BIM offers important advantages for facilities management. Let’s take a look at what BIM can do for your facility, and importantly, how it can save you money.
BIM Creates Greater Communication
BIM allows architects, designers, and building managers to see, and plan out, construction and modifications. It’s allows this both before and after the building has been completed, creating opportunities for optimization and innovation at every point in the process.
Modern building construction involves a wide array of specialized trades and industries. BIM provides a centralized, uniform information-sharing platform. It makes it easier for everyone to communicate more effectively and work in more collaborative ways.
How Can BIM Help With Facilities Management?
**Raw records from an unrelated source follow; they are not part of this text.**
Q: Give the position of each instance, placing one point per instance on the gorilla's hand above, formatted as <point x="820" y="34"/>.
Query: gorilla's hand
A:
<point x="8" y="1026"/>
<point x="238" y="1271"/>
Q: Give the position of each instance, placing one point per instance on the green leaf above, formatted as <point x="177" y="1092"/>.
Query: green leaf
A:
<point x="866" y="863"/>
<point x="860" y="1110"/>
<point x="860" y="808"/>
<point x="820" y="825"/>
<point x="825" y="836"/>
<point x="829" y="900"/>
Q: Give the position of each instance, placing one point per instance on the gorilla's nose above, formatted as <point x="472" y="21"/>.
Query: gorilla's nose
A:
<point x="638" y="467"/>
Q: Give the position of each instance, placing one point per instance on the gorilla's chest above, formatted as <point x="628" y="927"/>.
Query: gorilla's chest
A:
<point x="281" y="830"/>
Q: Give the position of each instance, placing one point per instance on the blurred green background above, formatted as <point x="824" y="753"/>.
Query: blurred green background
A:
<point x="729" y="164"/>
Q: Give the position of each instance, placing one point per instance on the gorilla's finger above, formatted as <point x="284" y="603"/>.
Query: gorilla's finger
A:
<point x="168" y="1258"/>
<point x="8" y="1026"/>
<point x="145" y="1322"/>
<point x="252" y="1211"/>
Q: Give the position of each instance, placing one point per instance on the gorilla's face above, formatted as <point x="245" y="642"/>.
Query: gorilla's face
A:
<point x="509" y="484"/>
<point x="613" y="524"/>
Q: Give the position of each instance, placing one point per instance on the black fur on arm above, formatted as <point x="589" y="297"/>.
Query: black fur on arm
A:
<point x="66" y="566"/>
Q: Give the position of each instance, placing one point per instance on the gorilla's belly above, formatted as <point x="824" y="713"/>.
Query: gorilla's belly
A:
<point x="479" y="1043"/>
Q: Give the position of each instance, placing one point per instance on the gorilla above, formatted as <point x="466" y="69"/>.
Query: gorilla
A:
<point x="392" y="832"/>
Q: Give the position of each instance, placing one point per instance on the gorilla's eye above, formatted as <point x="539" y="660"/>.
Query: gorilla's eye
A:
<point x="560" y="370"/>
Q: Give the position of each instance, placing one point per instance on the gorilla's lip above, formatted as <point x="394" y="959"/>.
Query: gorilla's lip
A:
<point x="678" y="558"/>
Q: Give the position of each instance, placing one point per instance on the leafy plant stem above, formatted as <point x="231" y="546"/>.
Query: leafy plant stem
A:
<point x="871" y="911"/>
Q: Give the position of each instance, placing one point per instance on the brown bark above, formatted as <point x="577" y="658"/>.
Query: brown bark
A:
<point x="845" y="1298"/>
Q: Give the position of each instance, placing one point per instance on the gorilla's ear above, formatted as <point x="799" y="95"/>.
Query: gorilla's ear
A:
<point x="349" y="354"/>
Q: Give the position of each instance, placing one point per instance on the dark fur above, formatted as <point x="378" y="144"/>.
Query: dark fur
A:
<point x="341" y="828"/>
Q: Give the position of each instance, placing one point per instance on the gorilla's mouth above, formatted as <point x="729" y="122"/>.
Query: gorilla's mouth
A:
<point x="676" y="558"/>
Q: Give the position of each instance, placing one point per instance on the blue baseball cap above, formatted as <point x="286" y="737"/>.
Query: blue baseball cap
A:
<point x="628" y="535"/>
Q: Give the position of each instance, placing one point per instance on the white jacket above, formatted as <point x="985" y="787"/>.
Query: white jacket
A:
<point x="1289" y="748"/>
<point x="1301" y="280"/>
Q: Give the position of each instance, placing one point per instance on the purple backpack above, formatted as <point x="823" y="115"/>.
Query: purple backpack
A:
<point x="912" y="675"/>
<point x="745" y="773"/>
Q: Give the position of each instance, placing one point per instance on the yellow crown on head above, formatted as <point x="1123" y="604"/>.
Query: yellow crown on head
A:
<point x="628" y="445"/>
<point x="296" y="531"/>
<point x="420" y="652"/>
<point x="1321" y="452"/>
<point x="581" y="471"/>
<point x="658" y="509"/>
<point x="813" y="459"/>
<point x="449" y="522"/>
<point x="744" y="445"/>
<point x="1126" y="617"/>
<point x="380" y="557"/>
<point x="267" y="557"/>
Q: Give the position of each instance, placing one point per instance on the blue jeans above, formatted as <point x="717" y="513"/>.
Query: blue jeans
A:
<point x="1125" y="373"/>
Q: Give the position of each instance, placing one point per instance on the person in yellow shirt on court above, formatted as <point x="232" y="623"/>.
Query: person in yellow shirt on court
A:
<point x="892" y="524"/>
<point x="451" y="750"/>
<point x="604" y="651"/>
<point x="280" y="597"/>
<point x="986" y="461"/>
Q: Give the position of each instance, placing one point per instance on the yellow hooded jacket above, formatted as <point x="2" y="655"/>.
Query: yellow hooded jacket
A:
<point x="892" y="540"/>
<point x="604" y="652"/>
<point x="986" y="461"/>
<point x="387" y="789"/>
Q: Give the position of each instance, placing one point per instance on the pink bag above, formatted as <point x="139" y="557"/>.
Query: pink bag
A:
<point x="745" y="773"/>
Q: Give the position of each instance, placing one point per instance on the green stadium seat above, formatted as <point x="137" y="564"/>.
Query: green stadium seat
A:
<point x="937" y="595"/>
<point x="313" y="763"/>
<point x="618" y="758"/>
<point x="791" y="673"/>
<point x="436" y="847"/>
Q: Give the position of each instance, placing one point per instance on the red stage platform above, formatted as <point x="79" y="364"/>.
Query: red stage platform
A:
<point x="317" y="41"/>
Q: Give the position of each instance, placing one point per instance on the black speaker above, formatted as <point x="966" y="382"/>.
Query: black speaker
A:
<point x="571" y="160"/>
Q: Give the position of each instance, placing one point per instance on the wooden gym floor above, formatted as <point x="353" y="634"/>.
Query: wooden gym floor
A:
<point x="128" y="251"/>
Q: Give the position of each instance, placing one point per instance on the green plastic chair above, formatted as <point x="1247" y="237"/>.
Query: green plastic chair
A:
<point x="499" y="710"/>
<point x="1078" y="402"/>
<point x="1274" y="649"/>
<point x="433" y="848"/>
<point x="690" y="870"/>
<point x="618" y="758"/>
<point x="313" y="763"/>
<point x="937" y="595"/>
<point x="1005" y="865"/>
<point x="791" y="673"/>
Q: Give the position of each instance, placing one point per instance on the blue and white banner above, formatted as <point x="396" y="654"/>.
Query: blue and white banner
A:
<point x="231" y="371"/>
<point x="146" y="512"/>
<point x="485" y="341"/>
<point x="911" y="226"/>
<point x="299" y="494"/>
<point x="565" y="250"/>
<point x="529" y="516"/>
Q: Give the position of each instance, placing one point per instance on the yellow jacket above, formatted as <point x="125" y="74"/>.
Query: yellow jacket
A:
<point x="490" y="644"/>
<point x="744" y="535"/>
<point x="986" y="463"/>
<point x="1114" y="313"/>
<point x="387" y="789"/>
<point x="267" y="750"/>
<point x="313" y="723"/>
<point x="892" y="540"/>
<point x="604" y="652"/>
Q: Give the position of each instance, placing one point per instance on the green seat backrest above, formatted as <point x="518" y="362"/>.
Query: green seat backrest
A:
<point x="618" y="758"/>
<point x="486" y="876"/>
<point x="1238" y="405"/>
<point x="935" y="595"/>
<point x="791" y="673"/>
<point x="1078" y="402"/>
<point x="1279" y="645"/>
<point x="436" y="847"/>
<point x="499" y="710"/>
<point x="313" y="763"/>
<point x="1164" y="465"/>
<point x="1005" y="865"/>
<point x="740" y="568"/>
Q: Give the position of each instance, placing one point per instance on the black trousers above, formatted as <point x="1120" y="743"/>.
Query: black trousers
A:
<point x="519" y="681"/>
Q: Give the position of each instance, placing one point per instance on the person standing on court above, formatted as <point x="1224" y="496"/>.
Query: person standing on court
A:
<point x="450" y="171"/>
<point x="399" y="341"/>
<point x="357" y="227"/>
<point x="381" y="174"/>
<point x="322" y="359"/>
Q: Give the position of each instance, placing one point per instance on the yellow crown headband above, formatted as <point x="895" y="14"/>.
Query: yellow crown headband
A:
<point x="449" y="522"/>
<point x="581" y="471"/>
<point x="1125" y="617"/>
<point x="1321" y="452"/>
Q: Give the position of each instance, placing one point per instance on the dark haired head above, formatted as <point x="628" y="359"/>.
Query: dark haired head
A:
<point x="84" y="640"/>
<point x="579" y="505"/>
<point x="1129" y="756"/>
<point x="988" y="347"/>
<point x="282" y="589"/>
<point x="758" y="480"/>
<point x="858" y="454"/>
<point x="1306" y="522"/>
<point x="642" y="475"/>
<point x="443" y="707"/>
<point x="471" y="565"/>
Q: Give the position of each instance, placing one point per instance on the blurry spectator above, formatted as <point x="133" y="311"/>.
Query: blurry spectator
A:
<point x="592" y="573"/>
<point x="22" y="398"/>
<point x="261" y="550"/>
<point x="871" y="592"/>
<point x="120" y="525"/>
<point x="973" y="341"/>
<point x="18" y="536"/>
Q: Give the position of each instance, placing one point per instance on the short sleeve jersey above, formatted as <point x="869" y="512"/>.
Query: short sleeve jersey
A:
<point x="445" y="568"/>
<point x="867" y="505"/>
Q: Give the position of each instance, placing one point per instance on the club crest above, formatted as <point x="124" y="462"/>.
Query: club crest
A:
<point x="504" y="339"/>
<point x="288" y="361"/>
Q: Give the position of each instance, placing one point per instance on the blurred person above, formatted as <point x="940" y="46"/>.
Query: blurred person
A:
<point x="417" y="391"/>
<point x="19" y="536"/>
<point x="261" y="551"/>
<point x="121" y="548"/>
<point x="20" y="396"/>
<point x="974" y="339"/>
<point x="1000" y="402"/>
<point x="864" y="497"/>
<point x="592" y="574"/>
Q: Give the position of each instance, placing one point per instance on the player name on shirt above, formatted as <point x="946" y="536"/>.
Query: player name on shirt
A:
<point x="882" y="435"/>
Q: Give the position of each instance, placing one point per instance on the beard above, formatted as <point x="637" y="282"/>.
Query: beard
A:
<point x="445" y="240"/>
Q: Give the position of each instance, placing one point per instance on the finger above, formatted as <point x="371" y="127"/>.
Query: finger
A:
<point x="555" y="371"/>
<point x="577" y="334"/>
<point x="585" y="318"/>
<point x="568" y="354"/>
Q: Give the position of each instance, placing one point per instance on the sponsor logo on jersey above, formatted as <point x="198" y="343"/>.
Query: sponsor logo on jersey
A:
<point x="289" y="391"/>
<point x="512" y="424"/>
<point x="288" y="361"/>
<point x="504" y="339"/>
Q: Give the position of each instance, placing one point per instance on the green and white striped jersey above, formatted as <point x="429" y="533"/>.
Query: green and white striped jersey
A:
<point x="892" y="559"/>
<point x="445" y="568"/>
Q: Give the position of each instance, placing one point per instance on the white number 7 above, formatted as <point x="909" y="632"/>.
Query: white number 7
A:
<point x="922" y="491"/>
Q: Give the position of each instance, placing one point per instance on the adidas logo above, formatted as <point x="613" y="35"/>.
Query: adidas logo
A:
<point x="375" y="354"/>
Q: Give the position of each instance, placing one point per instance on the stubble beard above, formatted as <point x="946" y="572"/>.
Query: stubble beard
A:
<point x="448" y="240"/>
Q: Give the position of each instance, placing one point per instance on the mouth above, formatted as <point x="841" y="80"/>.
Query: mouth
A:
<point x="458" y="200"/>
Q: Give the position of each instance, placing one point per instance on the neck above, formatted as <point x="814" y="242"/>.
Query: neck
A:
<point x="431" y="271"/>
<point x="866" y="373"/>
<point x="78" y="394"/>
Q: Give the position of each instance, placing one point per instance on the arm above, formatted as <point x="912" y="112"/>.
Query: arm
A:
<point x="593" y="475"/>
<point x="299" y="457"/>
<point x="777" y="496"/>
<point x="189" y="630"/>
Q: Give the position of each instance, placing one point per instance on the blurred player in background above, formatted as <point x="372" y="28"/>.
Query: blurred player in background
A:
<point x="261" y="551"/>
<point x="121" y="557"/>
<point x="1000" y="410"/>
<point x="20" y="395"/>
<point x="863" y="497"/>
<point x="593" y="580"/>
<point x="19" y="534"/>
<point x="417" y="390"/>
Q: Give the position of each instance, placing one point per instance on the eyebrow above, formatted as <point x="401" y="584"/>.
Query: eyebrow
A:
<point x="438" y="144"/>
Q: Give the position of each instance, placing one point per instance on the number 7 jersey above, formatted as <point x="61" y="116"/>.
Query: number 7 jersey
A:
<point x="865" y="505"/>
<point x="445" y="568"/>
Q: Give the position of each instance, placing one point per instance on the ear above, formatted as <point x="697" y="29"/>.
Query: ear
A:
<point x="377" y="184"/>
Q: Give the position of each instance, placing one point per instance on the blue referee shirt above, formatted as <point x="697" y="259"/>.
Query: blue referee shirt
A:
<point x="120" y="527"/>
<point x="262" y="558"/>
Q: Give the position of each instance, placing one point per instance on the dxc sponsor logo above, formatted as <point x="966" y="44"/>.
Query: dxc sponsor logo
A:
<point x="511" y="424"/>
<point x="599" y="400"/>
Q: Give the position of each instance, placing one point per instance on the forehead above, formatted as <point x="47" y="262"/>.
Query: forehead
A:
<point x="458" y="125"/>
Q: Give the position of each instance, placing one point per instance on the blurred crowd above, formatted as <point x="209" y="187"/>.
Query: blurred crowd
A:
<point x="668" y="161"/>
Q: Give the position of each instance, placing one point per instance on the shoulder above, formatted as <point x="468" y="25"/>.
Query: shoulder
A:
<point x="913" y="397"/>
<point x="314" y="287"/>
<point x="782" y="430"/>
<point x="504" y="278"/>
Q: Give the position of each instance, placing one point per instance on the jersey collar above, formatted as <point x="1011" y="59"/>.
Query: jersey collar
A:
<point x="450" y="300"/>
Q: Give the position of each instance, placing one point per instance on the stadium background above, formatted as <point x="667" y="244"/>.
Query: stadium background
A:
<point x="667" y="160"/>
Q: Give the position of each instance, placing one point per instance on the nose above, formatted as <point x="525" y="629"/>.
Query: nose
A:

BIM is an especially powerful tool for facility managers. It provides a greater degree of visibility into the building as a whole, and into how its various systems are laid out and functioning. Ideally, BIM will be integrated with “smart building” technology that provides real-time monitoring and data for these systems. It has the capability to be constantly updating the model, and to grant immediate visibility into issues as soon as they appear.
By analyzing and addressing information provided by the model, facility managers can immediately take steps to address issues that affect security, energy efficiency, temperature; along with any other facet of the building’s function, safety, or comfort level.
Using BIM on a cloud-hosted platform gives contractors, owners, remote workers, and anyone else not on-site awareness and data about these issues, without requiring them to travel to the building location for a physical inspection.
How BIM Saves Money
BIM provides the most value for its users during construction, when various contractors are at work on the building. BIM helps realize the greatest potential savings by creating more opportunities for collaborating, eliminating redundancies and incompatibilities, and resolving problems faster.
As an added benefit, BIM can help organizations save money through the entire length of a building’s life. It does this by making it possible for management to identify problems earlier on, providing a way to plan out changes that takes all the building’s systems and components into account. This reduces the chance of making costly errors during the process of remodeling, and creates more opportunities to identify inefficiencies so they can be addressed.
BIM for the Win
It’s clear that BIM has a number of significant advantages that increase efficiency, ease communications, and save money. With its further incorporation into new, “smart building” construction, BIM promises to become a powerful, even essential, tool for a facilities management team.